Having built up experience at Thinc, he left to set up Adviser Vision. Initially, he worked as a consultant but is now full-time at In Partnership and sits on the board. He is in the process of defining a full transition planning programme for the In Partnership advisers, which he plans to roll out from January.
“Advisers’ top clients have subsidised their weaker clients. This can’t happen anymore”
Pittaccio says: “We won’t be prescriptive to any of our advisers and say you can only deal with people over £1m or you must give advice in exchange for an hourly rate. We are just saying you need to define your proposition, you need an appropriate back office, you need a wrap strategy, a number of different investment solutions and a method of servicing.”
The group will work with a range of wrap providers and investment providers. Pittaccio believes that everything starts with the client proposition and from there the right wrap or investment solution becomes clear.
Defining their proposition remains the most difficult area for advisers at the moment. Pittaccio says: “It is very difficult to do and you have to be disciplined. The trouble for many advisers is that they want to continue to have a cup of tea with people they have done business with in the past. Their top clients have subsidised their weaker clients. This can happen but they have to understand it is not profitable so it is like a hobby, like football or playing the electric guitar.”
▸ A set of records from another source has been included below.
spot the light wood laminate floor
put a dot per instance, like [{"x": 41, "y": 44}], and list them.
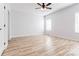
[{"x": 41, "y": 45}]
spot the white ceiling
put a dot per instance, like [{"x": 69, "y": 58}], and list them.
[{"x": 30, "y": 7}]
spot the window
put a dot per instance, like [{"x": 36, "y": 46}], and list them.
[
  {"x": 77, "y": 23},
  {"x": 48, "y": 24}
]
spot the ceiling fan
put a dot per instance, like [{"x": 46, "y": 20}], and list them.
[{"x": 44, "y": 6}]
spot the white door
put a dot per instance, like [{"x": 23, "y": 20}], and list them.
[
  {"x": 1, "y": 28},
  {"x": 5, "y": 25}
]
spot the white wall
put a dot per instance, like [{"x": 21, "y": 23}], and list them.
[
  {"x": 64, "y": 22},
  {"x": 25, "y": 24}
]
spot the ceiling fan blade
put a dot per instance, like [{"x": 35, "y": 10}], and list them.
[
  {"x": 39, "y": 4},
  {"x": 48, "y": 4},
  {"x": 48, "y": 8}
]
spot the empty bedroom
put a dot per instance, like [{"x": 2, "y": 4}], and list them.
[{"x": 39, "y": 29}]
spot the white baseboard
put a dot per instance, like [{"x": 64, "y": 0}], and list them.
[
  {"x": 65, "y": 37},
  {"x": 25, "y": 35}
]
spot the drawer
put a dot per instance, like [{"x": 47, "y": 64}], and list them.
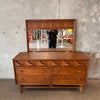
[
  {"x": 32, "y": 71},
  {"x": 69, "y": 63},
  {"x": 34, "y": 63},
  {"x": 68, "y": 80},
  {"x": 33, "y": 79},
  {"x": 69, "y": 71}
]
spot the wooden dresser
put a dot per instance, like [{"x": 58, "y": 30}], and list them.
[{"x": 51, "y": 70}]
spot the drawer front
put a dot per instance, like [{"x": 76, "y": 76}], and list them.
[
  {"x": 32, "y": 71},
  {"x": 33, "y": 80},
  {"x": 34, "y": 63},
  {"x": 69, "y": 63},
  {"x": 68, "y": 80},
  {"x": 69, "y": 71}
]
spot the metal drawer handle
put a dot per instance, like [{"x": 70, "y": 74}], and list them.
[
  {"x": 44, "y": 71},
  {"x": 79, "y": 79},
  {"x": 22, "y": 79},
  {"x": 80, "y": 71},
  {"x": 57, "y": 79},
  {"x": 21, "y": 71},
  {"x": 44, "y": 79},
  {"x": 57, "y": 71}
]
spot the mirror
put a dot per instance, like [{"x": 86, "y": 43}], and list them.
[
  {"x": 50, "y": 38},
  {"x": 51, "y": 35}
]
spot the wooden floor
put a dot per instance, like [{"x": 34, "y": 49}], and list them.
[{"x": 10, "y": 91}]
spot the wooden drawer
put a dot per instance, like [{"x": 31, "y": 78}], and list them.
[
  {"x": 69, "y": 63},
  {"x": 68, "y": 80},
  {"x": 33, "y": 79},
  {"x": 69, "y": 71},
  {"x": 32, "y": 71},
  {"x": 33, "y": 63}
]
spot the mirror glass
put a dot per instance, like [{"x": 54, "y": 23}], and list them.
[{"x": 50, "y": 38}]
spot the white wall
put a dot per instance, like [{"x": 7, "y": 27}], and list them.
[{"x": 13, "y": 14}]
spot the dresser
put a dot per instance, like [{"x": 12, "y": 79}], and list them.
[{"x": 51, "y": 70}]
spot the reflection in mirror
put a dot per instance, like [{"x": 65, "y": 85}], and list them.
[{"x": 54, "y": 38}]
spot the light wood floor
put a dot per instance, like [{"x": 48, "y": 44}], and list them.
[{"x": 10, "y": 91}]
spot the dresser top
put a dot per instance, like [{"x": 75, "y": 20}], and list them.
[{"x": 51, "y": 56}]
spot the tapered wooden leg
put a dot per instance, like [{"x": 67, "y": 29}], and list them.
[
  {"x": 21, "y": 88},
  {"x": 81, "y": 89}
]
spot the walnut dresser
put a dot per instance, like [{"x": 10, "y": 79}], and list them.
[{"x": 51, "y": 70}]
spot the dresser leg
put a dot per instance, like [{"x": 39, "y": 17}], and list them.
[
  {"x": 81, "y": 89},
  {"x": 21, "y": 88}
]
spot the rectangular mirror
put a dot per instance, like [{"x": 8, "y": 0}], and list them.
[{"x": 51, "y": 38}]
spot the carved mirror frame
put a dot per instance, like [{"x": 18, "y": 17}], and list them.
[{"x": 51, "y": 24}]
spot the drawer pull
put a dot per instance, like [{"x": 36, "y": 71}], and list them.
[
  {"x": 57, "y": 71},
  {"x": 21, "y": 71},
  {"x": 22, "y": 79},
  {"x": 44, "y": 71},
  {"x": 79, "y": 79},
  {"x": 80, "y": 71},
  {"x": 57, "y": 79},
  {"x": 44, "y": 79}
]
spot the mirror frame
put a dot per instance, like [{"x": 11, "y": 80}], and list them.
[{"x": 51, "y": 24}]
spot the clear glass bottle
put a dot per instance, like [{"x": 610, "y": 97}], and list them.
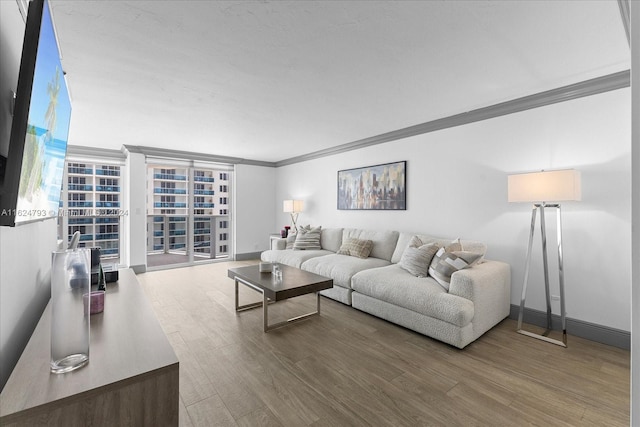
[{"x": 70, "y": 301}]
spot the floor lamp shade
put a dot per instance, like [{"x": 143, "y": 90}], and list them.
[
  {"x": 545, "y": 186},
  {"x": 293, "y": 206}
]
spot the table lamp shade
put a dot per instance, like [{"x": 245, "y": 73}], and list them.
[
  {"x": 545, "y": 186},
  {"x": 292, "y": 206}
]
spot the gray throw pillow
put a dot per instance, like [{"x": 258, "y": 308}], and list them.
[
  {"x": 291, "y": 239},
  {"x": 356, "y": 247},
  {"x": 445, "y": 263},
  {"x": 416, "y": 259}
]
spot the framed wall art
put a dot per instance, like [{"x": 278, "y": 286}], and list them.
[{"x": 379, "y": 187}]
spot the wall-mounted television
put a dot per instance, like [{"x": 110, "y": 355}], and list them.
[{"x": 31, "y": 178}]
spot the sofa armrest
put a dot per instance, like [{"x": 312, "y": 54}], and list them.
[{"x": 488, "y": 286}]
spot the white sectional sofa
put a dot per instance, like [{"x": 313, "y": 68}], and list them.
[{"x": 478, "y": 297}]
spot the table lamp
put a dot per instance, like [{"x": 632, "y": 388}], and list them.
[{"x": 293, "y": 207}]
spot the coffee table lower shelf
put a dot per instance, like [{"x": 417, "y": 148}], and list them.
[{"x": 265, "y": 307}]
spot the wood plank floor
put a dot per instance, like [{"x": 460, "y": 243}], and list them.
[{"x": 347, "y": 368}]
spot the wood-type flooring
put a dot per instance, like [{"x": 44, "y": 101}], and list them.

Pittaccio does not believe in calling round and sacking clients, as some transition planning experts have suggested. He says that in most cases the clients will fall away by natural attrition. It is just a question of being clear about what you can afford to provide to whom. Advisers need to be clear on which clients are paying their bills and be clear when defining their service proposition. He says too many are designed by committee and end up looking like 15 different businesses have been shoe-horned into one.
He also believes advisers have to decide the type of business they want to run. He says: “We have one business that decided it would only take 50 clients and they had to have over £500,000 in assets. Another decided that he didn’t like leaving the office or dealing with life or investment companies so he only delivered the report and didn’t want to involve himself in the execution. We don’t aim to define what these businesses should look like.”
He believes that transition will not be for everyone. He says the first question he asks is whether the adviser stills wants to be there in 2012.
“If you look at the journey of most financial advisers, they started as a tied salesforce, then there was a rush to networks, but they were essentially still selling. Some people are better suited to transactional sales and if so, it may be that financial services isn’t the right place for them anymore. Very few came into the business with the view that they were starting a business. They just found themselves running a micro-business without intending to do so.”
He finds that the majority of In Partnership’s 450 advisers do want to remain in the game and if they don’t, the group has ways for them to manage their exit. He remains suspicious of some of the consolidators and believes that advisers shouldn’t see it as the only way to exit their business. “Advisers are perfectly capable of doing it themselves,” he adds.
Nevertheless, he remains extremely positive about the outlook for advisers, believing adviser businesses will be far more valuable in the new environment and advisers will be paid properly for the value they add. Unlike his own haphazard transition in 2001, he believes advisers now have significant tools at their disposal to help them manage the process.